The Health Insurance Portability and Accountability Act (HIPAA) is a United States law that was enacted in 1996 by Congress. The law’s primary purpose is to protect the privacy of patient health information. The law also sets standards for the security and accuracy of health information.
The HIPAA Privacy Rule sets national standards for the privacy of individually identifiable health information. The HIPAA Security Rule sets national standards for the security of electronic protected health information.
The HIPAA Breach Notification Rule requires covered entities to notify individuals, the Secretary of the Department of Health and Human Services (HHS), and the media of certain breaches of unsecured protected health information.
Who is Affected by HIPAA?
The HIPAA Privacy Rule applies to health plans, health care clearinghouses, and those health care providers that conduct certain health care transactions electronically. These transactions are known as HIPAA transactions.
The HIPAA Security Rule applies to health plans, health care clearinghouses, and health care providers that electronically store or transmit protected health information.

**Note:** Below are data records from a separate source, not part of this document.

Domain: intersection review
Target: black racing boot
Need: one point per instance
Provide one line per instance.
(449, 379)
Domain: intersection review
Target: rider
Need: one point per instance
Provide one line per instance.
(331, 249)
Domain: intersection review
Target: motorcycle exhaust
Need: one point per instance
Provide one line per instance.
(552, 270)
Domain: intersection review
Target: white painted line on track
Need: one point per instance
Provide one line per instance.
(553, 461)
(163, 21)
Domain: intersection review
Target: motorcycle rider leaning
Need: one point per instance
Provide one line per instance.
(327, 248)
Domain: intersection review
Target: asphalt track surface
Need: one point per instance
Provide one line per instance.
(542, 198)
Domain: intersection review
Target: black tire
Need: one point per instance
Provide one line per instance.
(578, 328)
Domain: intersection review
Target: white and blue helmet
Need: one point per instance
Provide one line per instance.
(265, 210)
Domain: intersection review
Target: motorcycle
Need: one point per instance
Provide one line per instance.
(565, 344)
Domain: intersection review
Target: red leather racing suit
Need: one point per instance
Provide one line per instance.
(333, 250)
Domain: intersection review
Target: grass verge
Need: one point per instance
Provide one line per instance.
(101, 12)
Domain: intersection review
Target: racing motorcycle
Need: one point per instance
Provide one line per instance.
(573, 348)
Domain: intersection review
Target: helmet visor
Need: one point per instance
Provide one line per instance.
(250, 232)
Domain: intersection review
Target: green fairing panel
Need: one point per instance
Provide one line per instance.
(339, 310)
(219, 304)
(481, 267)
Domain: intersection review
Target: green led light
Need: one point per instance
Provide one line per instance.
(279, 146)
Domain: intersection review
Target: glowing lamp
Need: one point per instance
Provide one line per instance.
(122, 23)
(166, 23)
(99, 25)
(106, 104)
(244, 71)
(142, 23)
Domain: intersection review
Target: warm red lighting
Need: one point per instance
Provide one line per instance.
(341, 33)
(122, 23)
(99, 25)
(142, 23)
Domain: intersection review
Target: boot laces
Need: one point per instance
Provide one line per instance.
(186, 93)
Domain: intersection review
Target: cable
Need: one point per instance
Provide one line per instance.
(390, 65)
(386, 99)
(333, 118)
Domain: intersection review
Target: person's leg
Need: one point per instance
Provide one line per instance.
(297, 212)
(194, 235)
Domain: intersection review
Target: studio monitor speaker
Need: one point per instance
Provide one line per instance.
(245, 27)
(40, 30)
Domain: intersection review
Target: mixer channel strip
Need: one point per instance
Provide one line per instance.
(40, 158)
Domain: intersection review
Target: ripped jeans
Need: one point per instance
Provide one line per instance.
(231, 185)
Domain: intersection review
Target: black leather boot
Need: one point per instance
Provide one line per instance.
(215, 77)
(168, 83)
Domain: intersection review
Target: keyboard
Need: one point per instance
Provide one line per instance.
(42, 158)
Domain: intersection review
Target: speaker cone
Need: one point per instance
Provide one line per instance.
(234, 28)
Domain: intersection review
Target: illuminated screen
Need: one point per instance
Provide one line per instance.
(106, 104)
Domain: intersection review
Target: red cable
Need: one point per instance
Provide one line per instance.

The HIPAA Breach Notification Rule applies to health plans, health care clearinghouses, and health care providers that experience a breach of unsecured protected health information.
What is Protected Health Information?
Protected health information is information that is individually identifiable and that relates to the past, present, or future physical or mental health or condition of an individual, the provision of health care to an individual, or the payment for the provision of health care to an individual.
How is Protected Health Information Used?
Protected health information may be used and disclosed for the following purposes:
- Treatment.
- payment.
- health care operations.
- research.
- public health purposes.
- law enforcement purposes.
- disclosure to a family member, friend, or other person involved in the individual’s care or payment for care.
What are the HIPAA Privacy Rule Requirements?
The HIPAA Privacy Rule requires covered entities to:
- establish and implement a written privacy policy.
- designate a privacy official.
- provide training on the privacy policy.
- issue a notice of privacy practices.
- obtain written authorization from the individual before using or disclosing protected health information.
- maintain the privacy of protected health information.
What are the HIPAA Security Rule Requirements?
The HIPAA Security Rule requires covered entities to:
- adopt administrative, physical, and technical safeguards to protect the confidentiality, integrity, and availability of protected health information.
- develop and implement a risk management plan to identify and address potential threats to the security of protected health information.